The expression of VD3-related molecules, including CYP27B1 and CYP24A1, and VDR has been previously described in adipose tissue (Abbas 2017). However, our current research demonstrates for the first time Cyp27b1, Cyp24a1 and Vdr mRNA expression as well as CYP27B1, CYP24A1 and VDR protein abundance and immunolocalization in rat POAT. In addition, we have found reduced 1,25(OH)2D3 concentration in POAT obtained from PCOS rats in comparison with control groups. Accordingly, rat POAT is a local site of VD3 metabolism. These results are consistent with previous studies showing the production of active VD3 by visceral and subcutaneous adipose tissue (Abbas 2017). The diminished amount of 1,25(OH)2D3 in POAT of letrozole-treated rats was probably due to the decreased Cyp27b1 mRNA expression and CYP27B1 protein abundance observed in this group. Notably, we did not find any changes in CYP24A1 and VDR expression at mRNA and protein level between studied groups. In adipose tissue, CYP27B1 level is lower in obese than lean women, whereas CYP24A1 expression does not differ between them (Wamberg et al. 2013) explaining obesity associated VD3 deficiency. This seems to apply to VD3 deficiency in PCOS accompanied by obesity. It is plausible that obese people degrade more VD3 in their adipose tissue via CYP24A1 than lean ones. Thus, these data could support the hypothesis of an increased catabolism of VD in obesity besides unchanged CYP24A1 expression (Vranić et al. 2019). Obesity results from the increase in adipocyte number and size (Abbas 2017). Herein we have noted adipocyte hypertrophy in letrozole-treated animals when compared with the control in diestrus, but not when compared with the proestrus control. There are discrepancies between literature reports on the effect of letrozole on adipocyte size in rats. One study revealed enlargement (Mannerås et al. 2007), while another found no change (Caldwell et al. 2014). It should be stressed that neither study was related to POAT.
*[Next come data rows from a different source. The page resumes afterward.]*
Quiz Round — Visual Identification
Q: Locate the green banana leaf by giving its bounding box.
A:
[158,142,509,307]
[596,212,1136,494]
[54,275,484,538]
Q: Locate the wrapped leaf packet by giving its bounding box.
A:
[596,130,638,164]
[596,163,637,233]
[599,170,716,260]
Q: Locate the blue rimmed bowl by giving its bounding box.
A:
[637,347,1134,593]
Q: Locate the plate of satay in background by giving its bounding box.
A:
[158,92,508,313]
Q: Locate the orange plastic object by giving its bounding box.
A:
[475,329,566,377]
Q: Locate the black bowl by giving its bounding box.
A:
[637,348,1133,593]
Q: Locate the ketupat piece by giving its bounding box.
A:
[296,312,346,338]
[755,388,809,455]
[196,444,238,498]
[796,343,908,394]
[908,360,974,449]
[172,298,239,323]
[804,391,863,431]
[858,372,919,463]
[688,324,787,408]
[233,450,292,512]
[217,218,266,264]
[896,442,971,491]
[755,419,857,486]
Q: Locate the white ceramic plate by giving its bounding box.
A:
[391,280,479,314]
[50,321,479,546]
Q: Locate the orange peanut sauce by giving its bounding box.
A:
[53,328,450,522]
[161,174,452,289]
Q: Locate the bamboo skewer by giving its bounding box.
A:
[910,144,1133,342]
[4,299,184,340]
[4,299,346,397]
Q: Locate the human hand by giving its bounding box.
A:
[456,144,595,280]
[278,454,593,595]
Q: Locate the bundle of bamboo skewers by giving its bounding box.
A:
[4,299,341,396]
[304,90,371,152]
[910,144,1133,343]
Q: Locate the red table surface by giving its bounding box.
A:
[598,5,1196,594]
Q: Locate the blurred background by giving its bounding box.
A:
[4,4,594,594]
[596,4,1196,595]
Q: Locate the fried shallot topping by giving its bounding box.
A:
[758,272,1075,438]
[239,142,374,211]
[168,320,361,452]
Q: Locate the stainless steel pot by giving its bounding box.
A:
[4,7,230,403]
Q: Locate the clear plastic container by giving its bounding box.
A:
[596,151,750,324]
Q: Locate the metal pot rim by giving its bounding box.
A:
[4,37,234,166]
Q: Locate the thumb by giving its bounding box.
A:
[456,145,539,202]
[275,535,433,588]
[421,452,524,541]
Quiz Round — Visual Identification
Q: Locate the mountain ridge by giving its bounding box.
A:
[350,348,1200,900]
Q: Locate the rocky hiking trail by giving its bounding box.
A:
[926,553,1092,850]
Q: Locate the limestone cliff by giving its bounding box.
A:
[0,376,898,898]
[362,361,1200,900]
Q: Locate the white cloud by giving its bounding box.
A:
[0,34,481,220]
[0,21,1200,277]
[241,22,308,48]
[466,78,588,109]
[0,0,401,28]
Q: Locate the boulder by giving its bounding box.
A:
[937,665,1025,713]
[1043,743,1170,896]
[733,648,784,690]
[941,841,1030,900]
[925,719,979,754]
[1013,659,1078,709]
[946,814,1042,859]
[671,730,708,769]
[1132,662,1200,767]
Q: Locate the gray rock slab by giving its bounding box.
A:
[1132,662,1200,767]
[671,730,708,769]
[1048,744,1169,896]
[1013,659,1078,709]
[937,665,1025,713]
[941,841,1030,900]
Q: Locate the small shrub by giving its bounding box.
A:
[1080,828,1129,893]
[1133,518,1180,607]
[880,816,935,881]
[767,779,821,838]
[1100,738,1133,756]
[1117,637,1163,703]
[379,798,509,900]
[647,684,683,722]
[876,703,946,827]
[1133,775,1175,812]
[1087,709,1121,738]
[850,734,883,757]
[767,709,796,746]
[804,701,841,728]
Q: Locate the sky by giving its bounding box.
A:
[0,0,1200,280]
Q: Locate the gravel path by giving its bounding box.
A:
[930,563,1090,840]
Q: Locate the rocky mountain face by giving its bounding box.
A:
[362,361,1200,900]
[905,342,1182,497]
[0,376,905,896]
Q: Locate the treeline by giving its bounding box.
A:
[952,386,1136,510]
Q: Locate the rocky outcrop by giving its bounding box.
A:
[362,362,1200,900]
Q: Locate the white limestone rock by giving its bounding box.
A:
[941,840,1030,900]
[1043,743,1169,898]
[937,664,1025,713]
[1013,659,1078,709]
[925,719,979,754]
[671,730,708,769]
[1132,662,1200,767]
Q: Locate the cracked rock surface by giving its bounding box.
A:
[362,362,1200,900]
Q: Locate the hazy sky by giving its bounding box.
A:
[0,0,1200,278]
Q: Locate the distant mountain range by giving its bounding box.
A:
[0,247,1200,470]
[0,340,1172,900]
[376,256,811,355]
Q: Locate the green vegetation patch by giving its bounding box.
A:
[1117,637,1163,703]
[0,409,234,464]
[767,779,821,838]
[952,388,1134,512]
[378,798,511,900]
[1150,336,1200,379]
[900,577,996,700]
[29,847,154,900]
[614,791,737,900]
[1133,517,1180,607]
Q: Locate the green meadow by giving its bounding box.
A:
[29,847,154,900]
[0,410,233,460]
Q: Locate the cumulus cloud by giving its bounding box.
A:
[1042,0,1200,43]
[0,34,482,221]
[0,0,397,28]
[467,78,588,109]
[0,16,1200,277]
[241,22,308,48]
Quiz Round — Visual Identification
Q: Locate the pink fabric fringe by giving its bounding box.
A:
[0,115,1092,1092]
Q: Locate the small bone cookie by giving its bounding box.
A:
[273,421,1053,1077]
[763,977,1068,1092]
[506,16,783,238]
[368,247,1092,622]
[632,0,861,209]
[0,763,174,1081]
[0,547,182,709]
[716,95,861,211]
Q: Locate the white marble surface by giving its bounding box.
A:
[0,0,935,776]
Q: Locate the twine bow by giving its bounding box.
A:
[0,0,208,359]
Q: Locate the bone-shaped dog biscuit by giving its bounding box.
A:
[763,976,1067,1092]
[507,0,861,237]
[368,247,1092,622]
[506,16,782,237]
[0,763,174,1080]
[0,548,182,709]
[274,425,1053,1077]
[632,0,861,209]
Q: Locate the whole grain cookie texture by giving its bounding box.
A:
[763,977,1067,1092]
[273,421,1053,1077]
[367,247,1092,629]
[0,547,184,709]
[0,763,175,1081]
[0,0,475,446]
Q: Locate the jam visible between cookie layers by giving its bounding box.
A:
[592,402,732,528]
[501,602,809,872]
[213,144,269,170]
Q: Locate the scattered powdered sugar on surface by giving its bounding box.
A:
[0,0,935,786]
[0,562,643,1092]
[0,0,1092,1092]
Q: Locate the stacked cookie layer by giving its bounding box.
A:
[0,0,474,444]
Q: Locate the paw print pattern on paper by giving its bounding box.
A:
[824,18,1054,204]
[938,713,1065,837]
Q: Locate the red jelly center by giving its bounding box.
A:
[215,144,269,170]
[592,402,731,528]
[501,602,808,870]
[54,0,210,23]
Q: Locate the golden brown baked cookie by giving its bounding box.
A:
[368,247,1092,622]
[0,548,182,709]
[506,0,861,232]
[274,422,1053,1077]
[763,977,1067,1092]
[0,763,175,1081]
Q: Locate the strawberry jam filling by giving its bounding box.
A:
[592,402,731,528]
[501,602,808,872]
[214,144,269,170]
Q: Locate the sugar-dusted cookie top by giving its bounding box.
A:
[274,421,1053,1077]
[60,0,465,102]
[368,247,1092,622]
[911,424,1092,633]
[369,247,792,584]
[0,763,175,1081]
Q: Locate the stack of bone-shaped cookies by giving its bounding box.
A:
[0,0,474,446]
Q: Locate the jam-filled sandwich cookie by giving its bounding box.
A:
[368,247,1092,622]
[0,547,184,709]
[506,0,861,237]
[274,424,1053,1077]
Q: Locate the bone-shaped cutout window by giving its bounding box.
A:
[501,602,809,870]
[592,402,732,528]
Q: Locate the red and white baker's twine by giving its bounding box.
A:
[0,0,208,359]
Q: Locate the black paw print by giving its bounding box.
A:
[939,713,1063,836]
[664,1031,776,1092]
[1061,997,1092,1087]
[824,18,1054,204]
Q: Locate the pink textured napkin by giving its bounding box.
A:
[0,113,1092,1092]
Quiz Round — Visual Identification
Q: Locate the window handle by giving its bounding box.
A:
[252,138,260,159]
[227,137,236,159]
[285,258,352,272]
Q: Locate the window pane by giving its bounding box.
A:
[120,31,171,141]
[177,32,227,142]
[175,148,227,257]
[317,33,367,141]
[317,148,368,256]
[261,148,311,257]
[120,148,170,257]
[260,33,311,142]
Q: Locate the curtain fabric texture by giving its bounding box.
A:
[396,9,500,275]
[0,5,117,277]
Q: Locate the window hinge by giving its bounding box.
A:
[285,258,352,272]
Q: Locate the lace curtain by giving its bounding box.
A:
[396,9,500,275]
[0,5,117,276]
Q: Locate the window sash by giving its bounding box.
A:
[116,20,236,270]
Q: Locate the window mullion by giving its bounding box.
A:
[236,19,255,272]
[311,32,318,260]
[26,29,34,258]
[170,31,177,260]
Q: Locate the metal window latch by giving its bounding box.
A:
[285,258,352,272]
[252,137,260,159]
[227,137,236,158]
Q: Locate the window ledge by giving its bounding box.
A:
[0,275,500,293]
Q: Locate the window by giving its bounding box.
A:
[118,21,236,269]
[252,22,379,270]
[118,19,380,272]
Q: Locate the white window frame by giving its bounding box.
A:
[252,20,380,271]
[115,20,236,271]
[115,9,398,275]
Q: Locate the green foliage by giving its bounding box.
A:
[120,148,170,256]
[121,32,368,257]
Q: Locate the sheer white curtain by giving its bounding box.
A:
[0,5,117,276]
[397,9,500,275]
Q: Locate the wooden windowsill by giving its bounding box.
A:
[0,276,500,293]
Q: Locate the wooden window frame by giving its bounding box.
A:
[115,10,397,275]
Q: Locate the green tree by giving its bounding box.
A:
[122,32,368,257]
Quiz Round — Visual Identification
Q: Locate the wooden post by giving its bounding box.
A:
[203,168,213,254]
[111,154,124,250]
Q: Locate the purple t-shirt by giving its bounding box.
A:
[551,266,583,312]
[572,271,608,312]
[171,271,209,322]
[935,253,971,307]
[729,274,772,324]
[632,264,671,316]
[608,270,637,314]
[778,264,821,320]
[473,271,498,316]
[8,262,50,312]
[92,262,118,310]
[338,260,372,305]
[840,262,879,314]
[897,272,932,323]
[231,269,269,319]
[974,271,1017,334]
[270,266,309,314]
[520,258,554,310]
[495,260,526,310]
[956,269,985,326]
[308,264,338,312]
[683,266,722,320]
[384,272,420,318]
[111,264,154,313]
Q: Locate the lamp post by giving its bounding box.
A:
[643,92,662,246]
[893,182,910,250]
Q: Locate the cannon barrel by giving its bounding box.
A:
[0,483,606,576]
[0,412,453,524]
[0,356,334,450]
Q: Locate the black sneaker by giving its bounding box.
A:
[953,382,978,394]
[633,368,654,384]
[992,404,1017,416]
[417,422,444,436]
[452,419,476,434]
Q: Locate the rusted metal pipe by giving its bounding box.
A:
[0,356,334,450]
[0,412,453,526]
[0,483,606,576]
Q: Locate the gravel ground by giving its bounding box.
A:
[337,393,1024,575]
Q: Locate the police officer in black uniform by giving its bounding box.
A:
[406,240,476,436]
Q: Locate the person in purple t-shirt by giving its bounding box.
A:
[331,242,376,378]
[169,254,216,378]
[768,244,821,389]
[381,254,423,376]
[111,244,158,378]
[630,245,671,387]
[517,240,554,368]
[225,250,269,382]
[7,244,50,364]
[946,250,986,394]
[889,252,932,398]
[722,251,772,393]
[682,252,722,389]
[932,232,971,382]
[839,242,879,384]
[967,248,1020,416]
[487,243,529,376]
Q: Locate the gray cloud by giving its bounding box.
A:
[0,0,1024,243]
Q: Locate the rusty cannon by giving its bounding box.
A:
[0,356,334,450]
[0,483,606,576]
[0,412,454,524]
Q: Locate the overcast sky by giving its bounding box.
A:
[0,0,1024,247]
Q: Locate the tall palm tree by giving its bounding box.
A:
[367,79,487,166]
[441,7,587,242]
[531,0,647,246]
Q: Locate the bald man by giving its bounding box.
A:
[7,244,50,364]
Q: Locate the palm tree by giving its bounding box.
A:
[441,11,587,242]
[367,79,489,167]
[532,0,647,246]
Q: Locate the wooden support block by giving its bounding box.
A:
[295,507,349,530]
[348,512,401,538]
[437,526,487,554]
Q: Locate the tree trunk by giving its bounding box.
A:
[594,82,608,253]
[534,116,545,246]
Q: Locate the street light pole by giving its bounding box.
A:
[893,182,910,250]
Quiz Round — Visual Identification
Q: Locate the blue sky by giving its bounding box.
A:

In conclusion, our results provide novel evidence of disrupted VD3 metabolism in the ovary and POAT of rats with induced PCOS. The reduced 1,25(OH)2D3 concentration in those tissues suggests that they contribute to the VD3 deficiency observed in PCOS and might be implicated in PCOS pathogenesis. Furthermore, the letrozole-induced PCOS rat model exhibiting decreased 25OHD plasma level may be valuable for further studies on the role of VD3 deficiency in this reproductive disorder.